In August 2010, The FDA filed for an injunction that would prohibit Regenerative Sciences from continuing to provide the Regenexx-C Procedure. Regenerative advanced a counterclaim holding that the Regenexx-C Procedure should not be subject to FDA regulation because, as a medical procedure, it is not a drug but part of the practice of medicine. Further, they argued that if it was found to fall within federal regulation, then it would still be found exempt of manufacturing and labeling requirements of the Federal Food, Drug, and Cosmetic Act. The U.S. District Court for the District of Columbia rejected the counterclaim and upheld the injunction. Regenerative Sciences appealed.

==Controversy==
Several former FDA chiefs did not believe that it was in the best interest of patients and the FDA for the agency to regulate autologous cells as drugs. Notably, former FDA chief Andrew von Eschenbach opined that, "The FDA alleged that the cells the firm used had been manipulated to the point that they should be regulated as drugs. A resulting court injunction halting use of the technique has cast a pall over the future of regenerative medicine." In addition, former FDA deputy chief Scott Gottlieb voiced a similar opinion that "A recent decision by a federal trial court gave the Food and Drug Administration the latitude that the agency has long sought to regulate our cells as drugs. It could put the brakes on one of the most promising areas of medical research." Boston College legal scholar, Mary Anne Chirba, writing in the Journal of Health and Biomedical law, opined that while FDA would likely prevail in the Regenerative case, the agency needed to revisit its attempts to regulate autologous cells as prescription drugs. Finally, NYU law professor Richard Epstein produced a policy statement entitled, "The FDA’s Misguided Regulation of Stem-Cell Procedures: How Administrative Overreach Blocks Medical Innovation" where he opined that FDA should have no regulatory authority over medical procedures including those involving cells.
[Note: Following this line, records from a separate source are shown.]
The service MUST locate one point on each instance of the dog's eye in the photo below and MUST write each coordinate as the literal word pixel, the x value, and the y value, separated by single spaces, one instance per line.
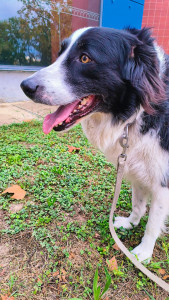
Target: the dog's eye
pixel 85 59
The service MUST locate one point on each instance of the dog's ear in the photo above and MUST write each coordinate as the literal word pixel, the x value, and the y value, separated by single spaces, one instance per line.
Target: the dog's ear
pixel 142 70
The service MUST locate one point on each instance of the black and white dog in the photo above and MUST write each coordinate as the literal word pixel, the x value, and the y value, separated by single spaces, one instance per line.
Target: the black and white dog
pixel 104 78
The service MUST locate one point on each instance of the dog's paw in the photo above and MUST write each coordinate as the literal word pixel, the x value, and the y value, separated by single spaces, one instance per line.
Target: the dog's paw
pixel 122 222
pixel 142 254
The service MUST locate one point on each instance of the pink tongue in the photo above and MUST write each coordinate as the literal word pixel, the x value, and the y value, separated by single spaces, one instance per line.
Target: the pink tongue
pixel 58 116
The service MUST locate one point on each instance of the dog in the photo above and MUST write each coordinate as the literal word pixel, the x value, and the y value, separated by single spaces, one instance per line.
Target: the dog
pixel 106 78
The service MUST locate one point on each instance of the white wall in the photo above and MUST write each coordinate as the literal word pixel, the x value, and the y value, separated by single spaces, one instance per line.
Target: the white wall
pixel 10 81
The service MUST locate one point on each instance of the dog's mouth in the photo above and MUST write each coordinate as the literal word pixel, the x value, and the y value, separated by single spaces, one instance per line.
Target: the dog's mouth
pixel 70 114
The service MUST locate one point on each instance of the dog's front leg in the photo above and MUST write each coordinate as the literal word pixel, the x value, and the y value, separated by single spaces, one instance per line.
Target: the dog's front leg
pixel 139 201
pixel 156 223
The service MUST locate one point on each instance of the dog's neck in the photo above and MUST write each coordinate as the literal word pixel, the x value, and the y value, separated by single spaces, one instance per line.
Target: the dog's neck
pixel 103 134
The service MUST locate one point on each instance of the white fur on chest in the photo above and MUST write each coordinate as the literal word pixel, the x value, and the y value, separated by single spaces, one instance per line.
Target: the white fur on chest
pixel 147 162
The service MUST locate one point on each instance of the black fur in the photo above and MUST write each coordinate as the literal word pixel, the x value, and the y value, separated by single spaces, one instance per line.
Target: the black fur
pixel 124 70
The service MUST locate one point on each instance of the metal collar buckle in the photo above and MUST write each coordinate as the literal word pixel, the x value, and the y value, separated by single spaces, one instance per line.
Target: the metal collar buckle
pixel 124 144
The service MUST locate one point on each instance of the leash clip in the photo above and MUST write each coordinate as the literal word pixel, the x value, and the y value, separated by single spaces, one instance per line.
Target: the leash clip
pixel 124 143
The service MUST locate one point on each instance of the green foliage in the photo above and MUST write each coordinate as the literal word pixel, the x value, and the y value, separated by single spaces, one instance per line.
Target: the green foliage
pixel 67 205
pixel 97 289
One of the issues cited by FDA in court documents was that Regenerative had failed to seek approval for its biologic drug and that it was not manufactured according to pharmaceutical company cGMP guidelines. Regenerative had published two safety papers on the procedure. The first was a 227 patient experience and the second was based on 339 patients. In addition, Peeters, et al. had published an independent review of the Regenerative source data on safety and concluded that the procedure was safer than commonly used Hyaluronic Acid injections.

==Decision==
On February 4, 2014, the United States Court of Appeals for the District of Columbia Circuit affirmed the district court’s injunction against Regenerative Sciences’ use of the Regenexx-C Procedure and also dismissed the counterclaims. The court found that the stem cell mixture used in the procedure fell well within the Federal Food, Drug, and Cosmetic Act’s definition of a drug and, by extension, a biological product, thereby triggering federal regulations. The counterclaim holding that the procedure was not a drug but part of the practice of medicine was rejected by the court, who emphasized that the mixture itself was the subject of the case, and that it is still considered a drug and biological product even when used in the practice of medicine. The court also found that the mixture used in Regenexx-C could not be exempted from manufacturing and labeling requirements of the Federal Food, Drug, and Cosmetic Act as a compound drug because mesenchymal stem cells have not been FDA-approved as components for use in compound drugs. Having rejected the counterclaims and establishing that the Regenexx-C mixture is both a drug and subject to FDA regulation, the court then found that these regulations had been violated, and upheld the injunction.

==Impact==
It remains to be seen what the long term impacts of this ruling will be. However, critics opposed to the FDA’s authority to regulate cell therapies express concern that this will discourage clinics and other companies interested in working with more than minimally manipulated stem cells from operating in the United States free of regulation.